Figure 5 Increase of the SWE measured over the course of four dry snowfall events, using single tags and antennas from the RFID array (see Fig. 3) (in color), the median value of the array (black line) and precipitation measured by weighing gauge (gray squares). The snow depth measured by laser is also displayed. Times in the figure are given in local time.
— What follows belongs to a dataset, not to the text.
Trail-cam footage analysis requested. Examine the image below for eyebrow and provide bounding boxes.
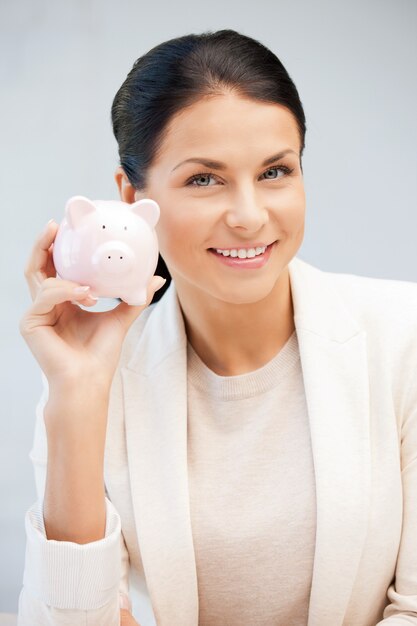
[171,148,297,172]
Figure 6 (Top) SWE measurements for the three periods using RFID, CRNP and snow pit survey methods. (Bottom) Snow depth measurements using a laser sensor, manual surveying and a visual pole. During the first period, the data were derived only from the 4 cm high tag, due to the shallow snow depth. In subsequent periods, the data from the three lowest tags (4, 8 and 19 cm) were averaged. For each period, the SWE RFID estimation was calibrated relative to a reference SWE based on a manual measurement, indicated by the “ref” arrow.

3.3 Entire season

Over the entire season, the SWE estimated by RFID (Fig. 6, in red) is consistent with the CRNP and snow pit measurements (in gray and black). During snowmelt periods, around 27 November 2019 and after 8 March 2020, RFID sensing appeared to be more accurate than CRNP, which is influenced by water present in the soil (Sigouin and Si, 2016). Given the accuracy of CRNP (which has its own limitations) and the spatial heterogeneity in the snowpack, we considered the results close enough to validate the RFID method. We measured an uncertainty of ±18 kg m⁻² compared to the snow pit period (see Appendix A).
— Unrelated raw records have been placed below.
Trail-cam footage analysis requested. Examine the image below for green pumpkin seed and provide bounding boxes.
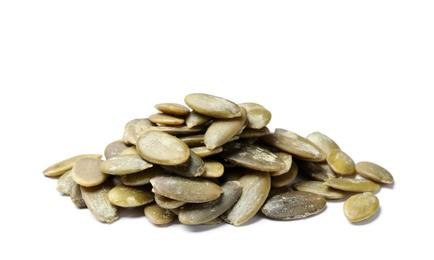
[136,130,190,165]
[356,161,393,184]
[221,171,271,226]
[261,191,326,220]
[100,154,153,175]
[108,184,154,208]
[327,149,356,175]
[184,93,241,118]
[344,192,380,223]
[292,181,346,200]
[71,157,108,187]
[42,154,102,177]
[151,175,222,203]
[324,178,381,192]
[178,181,242,225]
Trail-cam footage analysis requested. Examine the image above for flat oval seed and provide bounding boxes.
[136,130,190,165]
[261,134,326,162]
[120,164,167,186]
[100,154,153,175]
[149,113,185,125]
[178,181,242,225]
[297,160,336,181]
[356,161,393,184]
[239,102,271,129]
[220,142,285,172]
[144,203,176,225]
[80,181,119,223]
[151,175,222,203]
[71,158,108,187]
[292,181,346,200]
[306,132,340,155]
[344,192,380,223]
[162,151,205,177]
[154,103,190,116]
[221,171,271,226]
[327,149,356,175]
[42,154,102,177]
[204,108,247,149]
[261,191,326,220]
[184,93,241,118]
[108,184,154,208]
[123,118,154,144]
[324,178,381,192]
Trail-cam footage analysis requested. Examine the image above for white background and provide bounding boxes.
[0,0,434,259]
3.4 SWE measurement accuracy compared to weighing

The difference between the SWE measured by RFID and by weighing was ±10 kg m⁻² in the laboratory, ±3 kg m⁻² during short snowfalls and ±18 kg m⁻² during the last two periods of the season (details in Fig. A1). We did not compare the measurements with CRNP values, as we considered it not to be accurate enough to represent ground truth data. Laboratory measurements were not the most accurate, because the single combination of tag and antenna made them more sensitive to multipathing. On the contrary, the most accurate measurements occurred during snowfall, with an averaging over four to five tags and two antennas. Therefore, increasing the number of tags and antennas is the most important factor when seeking to increase accuracy, with most inaccuracies caused by multipathing.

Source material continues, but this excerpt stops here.